Cette résistance est très vite dépassée. Les utopies sociales
et émancipatrices de William Morris appartiennent désormais
à l’élitiste commerce du luxe.



SF - Sans dramatiser, j’ai le sentiment que ton travail est aussi marqué sous son vernis coloré et enfantin par une forme
de
memento mori. À ce titre l’ensemble Contre-jour réalisé lors de ta résidence Hermès à Saint-Junien est assez explicite. Qu’en dis-tu ?

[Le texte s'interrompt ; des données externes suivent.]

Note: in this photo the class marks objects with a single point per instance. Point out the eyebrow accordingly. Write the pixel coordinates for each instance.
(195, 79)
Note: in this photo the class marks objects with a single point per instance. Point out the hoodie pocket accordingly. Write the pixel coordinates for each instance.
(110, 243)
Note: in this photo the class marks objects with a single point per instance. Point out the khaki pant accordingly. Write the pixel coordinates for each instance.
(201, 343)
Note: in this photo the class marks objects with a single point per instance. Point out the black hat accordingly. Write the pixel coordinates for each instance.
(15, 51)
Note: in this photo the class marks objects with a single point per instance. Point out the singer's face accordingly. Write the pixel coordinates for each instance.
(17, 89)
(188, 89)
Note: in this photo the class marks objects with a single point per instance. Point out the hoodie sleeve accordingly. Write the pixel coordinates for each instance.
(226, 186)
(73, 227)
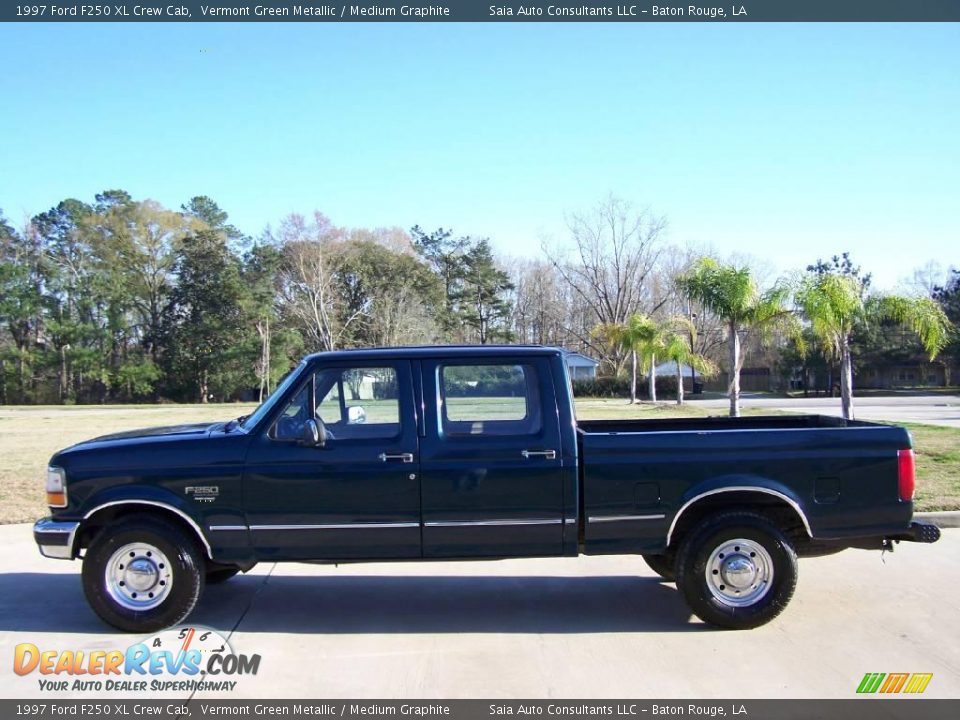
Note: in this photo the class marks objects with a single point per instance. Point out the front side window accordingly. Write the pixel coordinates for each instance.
(490, 400)
(351, 403)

SG - Je préfère les vanités au memento mori, c’est ce qui était en jeu dans cette série de pièces réalisées avec la fondation d’entreprise Hermès. Contre-jour est une version vaniteuse
et ostentatoire de la plante artificielle habituellement réalisée en matière synthétique. Le cuir d’agneau utilisé renvoyait à une certaine surenchère propre au luxe. Cela avait aussi à voir avec l’apparat exotique du jardin d’hiver et le faste colonial
du Second Empire. Les possédants étalaient leur maîtrise
du monde et du vivant. Je l’ai déjà cité, mais le roman décadent et postromantique À rebours de Huysmans décrit merveilleusement et dans le détail cette kermesse de vanités, cette parade de désillusions et cette foire de futilités.
Les squelettes d’acier habillés de cuirs noirs de Contre-jour convoquaient également les silhouettes menaçantes et mélancoliques des contes macabres d’Edgar Alan Poe.
Odilon Redon a mieux que quiconque su saisir ce sentiment ambivalent d’une nature aussi magnifiée que menaçante.
La mort y rôde dans une brume épaisse et noire…

Plus sérieusement, le rire est la seule issue (provisoire) après la chute. Lorsque qu’on est sculpteur, on éprouve en permanence la gravité. Tout ce que l’on érige est un combat contre la gravité. Je crois qu’en anglais gravity (gravité)
et grave (tombeau) ont la même étymologie.

Je m’égare peut-être un peu, mais j’ai toujours aimé rapprocher la qualification méprisante d’Ad Reinhardt
« La sculpture est ce contre quoi on se cogne pour regarder
un tableau » avec « Le réel est ce contre quoi on se cogne »
de Jacques Lacan. Je ne crois pas que l’on puisse tomber d’une fenêtre ouverte sur le monde. La sculpture éprouve
le réel et les lois de la nature. Alors que reste-t-il lorsque
le contrebas s’avère l’unique destin de toute trajectoire ?

Ensor, qui a d’ailleurs peint beaucoup de crânes, aurait fait usage de sa toile L’Après-midi à Ostende à la manière d’un paillasson. Il suffit de revoir les films burlesques de Keaton, Chaplin ou Tati pour comprendre que la chute de l’homme
qui trébuche (sur une sculpture) est le moteur du rire. La chute
est aussi la conclusion d’une histoire drôle. Elle coïncide
avec le rire et je crois avec la fin de cet entretien : o)

P.-S. : Nous sommes revenus au point de départ de notre conversation, certes quelques pieds plus bas, mais pas très loin du niveau du sol.